Facebook considered reviving defunct rail line to Silicon Valley

  • Facebook spent $20 million on plans to revive a rail line that would run near its office.
  • Meta’s Juan Salazar told The New York Times that they wanted to reduce the overload caused by the employees.
  • Political pressure and impatience put pressure on plans that were abandoned after the pandemic.

Facebook spent $20 million on plans to revive an old rail line to Silicon Valley, but political obstacles and COVID-19 led it to abandon the idea, a report said.

The New York Times reported that the company was trying to renovate the Dumbarton Rail Bridge to streamline traffic to its headquarters while expanding its real estate portfolio.

The Times reported that Warren Slocum, president of the San Mateo County Board of Supervisors, wanted to restore the Dumbarton Rail Corridor, an 18-mile stretch that passes Meta’s Menlo Park headquarters.

To do so, the bridge that has been dormant for four decades will need an expensive renovation. Slocum told the Times that he approached tech companies including Facebook in 2017 to discuss securing funding.

Facebook came to benefit from the idea.
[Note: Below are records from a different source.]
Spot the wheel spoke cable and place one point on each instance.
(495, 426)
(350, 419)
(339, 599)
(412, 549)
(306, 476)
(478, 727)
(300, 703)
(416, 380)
The number of employees increased almost tenfold between 2011 and 2017 to 25,000 employees when it expanded and acquired Instagram and Whatsapp.

But this growth helped cause significant traffic congestion around Silicon Valley, according to a feasibility study.

Meta’s director of local policy and community engagement, Juan Salazar, told the Times, “It was something that would not only help us as a company in terms of bringing our employees in, but also help the region.”

Facebook spent $20 million over the next three years on the project, per Salazar, which included hiring employees with experience in rail projects and contracting consultants to look at things, including pods to transport commuters across the corridor. Parts of the railroad were expected to be operational by 2028, according to the Times report.

However, several factors conspired to see the $2.6 billion project shelved. More than a dozen people told the Times that political dysfunction in the region, and Facebook’s own growing impatience, put early pressure on the plans.

The end came when the pandemic hit and ushered in a new era of telecommuting, inadvertently solving much of Silicon Valley’s traffic problem.

“I was devastated,” Slocum said of the project’s collapse. “I understood some of the business reasons, but heartbreaking nonetheless.”

Meta has been trying to reduce office space in recent months and laid off 11,000 employees in November as its VR venture continues to blow cash.

The company did not immediately respond to a request for further comment from Insider.